I) Du mariage de procréation païen au mariage d’amour chrétien
À la différence de ce que l’on croit souvent, ce sont l’hindouisme et les paganismes gréco-romains qui ont instauré le mariage monogamique, et non le christianisme. En effet, Jésus se dit dans les Évangiles le « Fils du Dieu d’Abraham, d’Isaac et de Jacob » qui étaient tous polygames. Il vient de la lignée royale des rois David et Salomon comme le précisent les généalogies établies par les évangélistes Matthieu et Luc, et dans le Livre des Rois, nous apprenons que le roi David avait une vingtaine d’épouses légitimes et une soixantaine de concubines. Le roi Salomon, bâtisseur du Temple, aura quant à lui, selon le même livre des Rois, environ 2 000 épouses et 3 000 concubines ! Comme l’expliquait Éric Zemmour dans son excellent Premier Sexe, le mariage juif était simplement un contrat entre un époux et plusieurs femmes qu’il avait la possibilité de répudier à tout moment.

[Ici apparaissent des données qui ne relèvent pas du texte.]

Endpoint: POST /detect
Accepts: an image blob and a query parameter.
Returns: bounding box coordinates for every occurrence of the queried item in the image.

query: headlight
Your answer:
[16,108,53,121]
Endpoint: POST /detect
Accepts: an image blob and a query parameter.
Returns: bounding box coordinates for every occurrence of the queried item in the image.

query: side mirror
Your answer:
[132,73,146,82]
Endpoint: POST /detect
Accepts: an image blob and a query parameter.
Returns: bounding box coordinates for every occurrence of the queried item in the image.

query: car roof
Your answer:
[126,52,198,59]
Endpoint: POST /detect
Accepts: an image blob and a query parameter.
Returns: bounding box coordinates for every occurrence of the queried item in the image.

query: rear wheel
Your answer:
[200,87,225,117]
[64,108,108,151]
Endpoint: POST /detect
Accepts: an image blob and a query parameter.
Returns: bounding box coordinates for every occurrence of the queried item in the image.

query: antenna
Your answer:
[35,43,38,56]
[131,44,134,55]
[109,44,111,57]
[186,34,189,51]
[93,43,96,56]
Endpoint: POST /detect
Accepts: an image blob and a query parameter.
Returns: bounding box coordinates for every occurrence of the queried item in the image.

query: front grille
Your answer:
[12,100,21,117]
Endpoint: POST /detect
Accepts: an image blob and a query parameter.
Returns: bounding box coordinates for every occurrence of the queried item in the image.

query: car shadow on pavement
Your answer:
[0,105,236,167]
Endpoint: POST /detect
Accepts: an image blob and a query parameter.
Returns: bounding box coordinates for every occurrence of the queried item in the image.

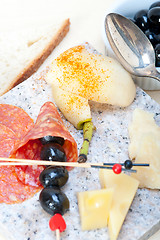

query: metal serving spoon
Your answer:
[105,13,160,81]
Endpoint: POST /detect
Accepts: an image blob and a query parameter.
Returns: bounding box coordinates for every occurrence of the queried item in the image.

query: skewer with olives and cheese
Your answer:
[39,136,69,239]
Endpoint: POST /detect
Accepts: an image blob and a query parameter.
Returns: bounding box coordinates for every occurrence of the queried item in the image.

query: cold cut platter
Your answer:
[0,44,160,240]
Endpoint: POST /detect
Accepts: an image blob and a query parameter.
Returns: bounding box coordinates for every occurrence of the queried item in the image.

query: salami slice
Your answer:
[14,102,78,186]
[0,104,34,139]
[0,102,78,203]
[0,124,16,157]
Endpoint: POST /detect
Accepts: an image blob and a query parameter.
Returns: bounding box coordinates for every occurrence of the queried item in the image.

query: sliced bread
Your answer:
[0,19,70,95]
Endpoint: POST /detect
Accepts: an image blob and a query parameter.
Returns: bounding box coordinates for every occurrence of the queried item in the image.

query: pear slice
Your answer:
[52,87,94,162]
[46,45,136,107]
[52,87,92,129]
[46,45,136,162]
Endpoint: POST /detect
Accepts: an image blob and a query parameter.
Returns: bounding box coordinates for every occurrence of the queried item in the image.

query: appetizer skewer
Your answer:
[0,158,149,172]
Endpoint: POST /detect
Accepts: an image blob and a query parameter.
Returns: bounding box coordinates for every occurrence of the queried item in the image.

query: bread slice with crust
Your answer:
[0,19,70,95]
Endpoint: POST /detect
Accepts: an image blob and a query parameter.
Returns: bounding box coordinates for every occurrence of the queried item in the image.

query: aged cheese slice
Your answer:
[52,87,91,129]
[78,189,113,231]
[99,169,139,240]
[129,109,160,189]
[46,45,136,107]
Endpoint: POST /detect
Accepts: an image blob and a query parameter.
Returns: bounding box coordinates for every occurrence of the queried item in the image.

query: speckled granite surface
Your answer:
[0,70,160,240]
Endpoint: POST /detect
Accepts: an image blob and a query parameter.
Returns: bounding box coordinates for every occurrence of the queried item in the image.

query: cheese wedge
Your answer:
[78,189,113,231]
[46,45,136,107]
[99,169,139,240]
[128,109,160,189]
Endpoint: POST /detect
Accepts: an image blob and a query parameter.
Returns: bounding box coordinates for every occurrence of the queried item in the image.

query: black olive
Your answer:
[39,187,69,215]
[148,7,160,26]
[40,142,67,162]
[40,135,64,146]
[134,10,150,31]
[39,166,69,187]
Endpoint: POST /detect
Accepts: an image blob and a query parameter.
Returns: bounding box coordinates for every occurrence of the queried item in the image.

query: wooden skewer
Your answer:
[0,157,136,172]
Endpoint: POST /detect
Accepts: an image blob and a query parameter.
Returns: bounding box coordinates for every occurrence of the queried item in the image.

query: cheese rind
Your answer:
[78,189,113,231]
[99,169,139,240]
[129,109,160,189]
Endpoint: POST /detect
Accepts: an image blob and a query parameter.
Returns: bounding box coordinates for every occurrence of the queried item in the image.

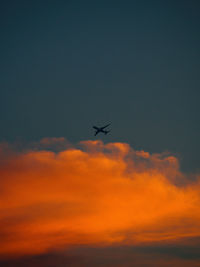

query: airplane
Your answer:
[93,123,111,136]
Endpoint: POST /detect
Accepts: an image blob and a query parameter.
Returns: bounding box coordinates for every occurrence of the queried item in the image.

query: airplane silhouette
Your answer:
[93,123,111,136]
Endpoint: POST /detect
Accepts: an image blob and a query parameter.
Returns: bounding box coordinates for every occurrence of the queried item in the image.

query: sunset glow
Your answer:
[0,138,200,257]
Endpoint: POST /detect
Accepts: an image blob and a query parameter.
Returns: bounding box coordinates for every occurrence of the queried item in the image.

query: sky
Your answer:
[0,0,200,267]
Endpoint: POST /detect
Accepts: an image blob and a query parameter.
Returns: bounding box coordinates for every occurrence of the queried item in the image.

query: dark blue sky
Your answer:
[0,0,200,171]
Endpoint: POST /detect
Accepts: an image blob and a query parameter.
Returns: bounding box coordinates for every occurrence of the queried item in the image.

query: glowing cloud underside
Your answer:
[0,139,200,256]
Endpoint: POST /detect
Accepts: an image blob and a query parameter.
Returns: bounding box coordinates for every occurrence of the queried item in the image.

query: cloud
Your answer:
[0,139,200,257]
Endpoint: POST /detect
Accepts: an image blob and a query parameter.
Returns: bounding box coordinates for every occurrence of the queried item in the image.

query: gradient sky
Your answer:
[0,0,200,267]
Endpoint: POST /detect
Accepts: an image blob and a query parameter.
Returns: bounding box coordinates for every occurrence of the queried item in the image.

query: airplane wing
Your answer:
[101,123,111,130]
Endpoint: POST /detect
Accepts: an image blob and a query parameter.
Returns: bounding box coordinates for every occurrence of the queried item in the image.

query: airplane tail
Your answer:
[104,131,110,134]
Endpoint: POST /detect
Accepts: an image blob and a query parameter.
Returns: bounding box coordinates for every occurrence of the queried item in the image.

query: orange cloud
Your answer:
[0,139,200,256]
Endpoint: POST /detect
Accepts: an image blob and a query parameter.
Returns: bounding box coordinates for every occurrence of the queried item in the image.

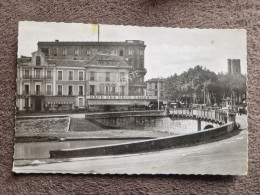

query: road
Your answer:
[13,115,247,175]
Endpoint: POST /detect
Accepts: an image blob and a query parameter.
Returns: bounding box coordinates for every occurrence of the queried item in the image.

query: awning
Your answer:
[45,96,75,104]
[88,100,150,106]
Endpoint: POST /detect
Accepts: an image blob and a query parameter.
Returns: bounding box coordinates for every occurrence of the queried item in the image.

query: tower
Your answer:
[228,59,241,75]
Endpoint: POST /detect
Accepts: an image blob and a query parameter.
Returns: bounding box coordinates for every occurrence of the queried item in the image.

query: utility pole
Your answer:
[204,82,206,104]
[98,24,99,42]
[157,75,160,111]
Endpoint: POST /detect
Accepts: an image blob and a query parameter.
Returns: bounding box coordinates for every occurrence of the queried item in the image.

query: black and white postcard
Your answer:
[13,21,248,175]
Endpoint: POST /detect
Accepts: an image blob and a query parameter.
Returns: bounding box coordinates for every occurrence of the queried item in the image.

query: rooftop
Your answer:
[38,40,145,47]
[145,78,165,83]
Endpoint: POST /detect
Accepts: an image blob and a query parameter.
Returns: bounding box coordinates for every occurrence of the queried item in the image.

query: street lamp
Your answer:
[157,75,160,111]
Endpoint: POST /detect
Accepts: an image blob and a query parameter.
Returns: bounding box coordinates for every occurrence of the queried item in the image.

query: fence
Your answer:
[170,108,227,122]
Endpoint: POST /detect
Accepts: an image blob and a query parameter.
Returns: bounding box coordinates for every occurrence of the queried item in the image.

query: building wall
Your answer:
[38,40,146,95]
[86,68,129,96]
[228,59,241,75]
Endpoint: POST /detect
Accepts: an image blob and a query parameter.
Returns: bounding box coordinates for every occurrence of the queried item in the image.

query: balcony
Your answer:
[23,75,53,80]
[45,91,53,95]
[22,91,46,96]
[30,91,46,96]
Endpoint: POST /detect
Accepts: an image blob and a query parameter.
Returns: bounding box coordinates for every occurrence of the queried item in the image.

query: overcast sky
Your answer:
[18,22,247,80]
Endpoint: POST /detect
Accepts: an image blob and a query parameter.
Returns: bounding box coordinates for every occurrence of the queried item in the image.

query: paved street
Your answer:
[13,115,247,175]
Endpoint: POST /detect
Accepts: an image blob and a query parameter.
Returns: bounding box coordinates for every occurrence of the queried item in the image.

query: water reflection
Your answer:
[14,117,217,159]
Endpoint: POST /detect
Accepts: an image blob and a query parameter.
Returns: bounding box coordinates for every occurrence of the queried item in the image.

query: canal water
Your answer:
[14,118,217,160]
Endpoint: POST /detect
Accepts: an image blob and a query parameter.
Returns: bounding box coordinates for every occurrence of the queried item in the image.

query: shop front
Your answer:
[86,96,157,111]
[44,96,75,112]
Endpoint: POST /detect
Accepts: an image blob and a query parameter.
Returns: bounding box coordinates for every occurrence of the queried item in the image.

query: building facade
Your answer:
[16,41,154,111]
[38,40,147,96]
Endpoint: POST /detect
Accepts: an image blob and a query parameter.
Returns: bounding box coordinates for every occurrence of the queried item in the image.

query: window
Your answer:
[58,85,62,95]
[62,49,67,56]
[100,84,104,95]
[79,98,84,107]
[36,56,41,66]
[105,85,109,95]
[90,85,95,95]
[24,98,29,108]
[106,72,110,81]
[90,71,95,81]
[120,86,125,95]
[46,85,52,95]
[119,49,124,56]
[74,49,79,56]
[79,86,83,95]
[68,70,73,81]
[35,69,41,79]
[47,70,51,79]
[53,48,58,56]
[68,86,73,95]
[79,72,83,81]
[24,70,30,79]
[36,85,41,95]
[119,72,126,82]
[58,71,62,81]
[24,85,30,95]
[111,85,116,94]
[41,48,49,56]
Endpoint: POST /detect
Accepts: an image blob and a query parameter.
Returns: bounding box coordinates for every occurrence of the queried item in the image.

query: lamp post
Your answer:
[157,75,160,111]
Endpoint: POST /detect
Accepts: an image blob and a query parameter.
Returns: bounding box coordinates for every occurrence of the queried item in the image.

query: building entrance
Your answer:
[35,98,42,111]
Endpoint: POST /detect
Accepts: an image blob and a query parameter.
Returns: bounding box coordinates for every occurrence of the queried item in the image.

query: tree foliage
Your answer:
[165,65,246,104]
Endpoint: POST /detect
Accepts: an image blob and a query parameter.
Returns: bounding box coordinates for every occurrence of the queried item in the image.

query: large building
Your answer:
[16,41,157,111]
[38,40,147,96]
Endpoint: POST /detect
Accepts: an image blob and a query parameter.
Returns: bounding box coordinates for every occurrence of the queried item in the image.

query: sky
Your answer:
[18,21,247,80]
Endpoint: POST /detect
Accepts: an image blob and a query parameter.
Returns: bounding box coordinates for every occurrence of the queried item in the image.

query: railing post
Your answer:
[197,118,201,131]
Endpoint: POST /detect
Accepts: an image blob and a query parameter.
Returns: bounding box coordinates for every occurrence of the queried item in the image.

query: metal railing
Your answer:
[170,108,227,122]
[23,75,53,80]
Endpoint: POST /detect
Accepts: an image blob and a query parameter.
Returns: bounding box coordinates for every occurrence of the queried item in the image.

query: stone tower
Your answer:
[228,59,241,75]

C’est le Saint apôtre Paul, l’un des piliers de la fondation de la nouvelle religion chrétienne, qui, en tant que citoyen romain, obligera les premiers adeptes du Christ à prendre une seule épouse. Cette réforme comme beaucoup d’autres avait pour but de ne pas offusquer les « gentils », c’est-à-dire les païens, afin qu’il soient plus facilement séduits par la nouvelle religion chrétienne dont le prosélytisme vis-à-vis du monde romain rentrait en concurrence directe avec celui de beaucoup d’autres courants juifs de l’époque. Au fil de ses épîtres, nous découvrons quelquefois son irritation envers les membres du clergé de l’Église primitive, qui prenaient deux à trois épouses. Ainsi, le christianisme va se greffer sur la conception monogamique romaine du mariage. Cet exemple-là, à l’instar de beaucoup d’autres, montre à quel point on peut vraiment parler de “religion catholique romaine”.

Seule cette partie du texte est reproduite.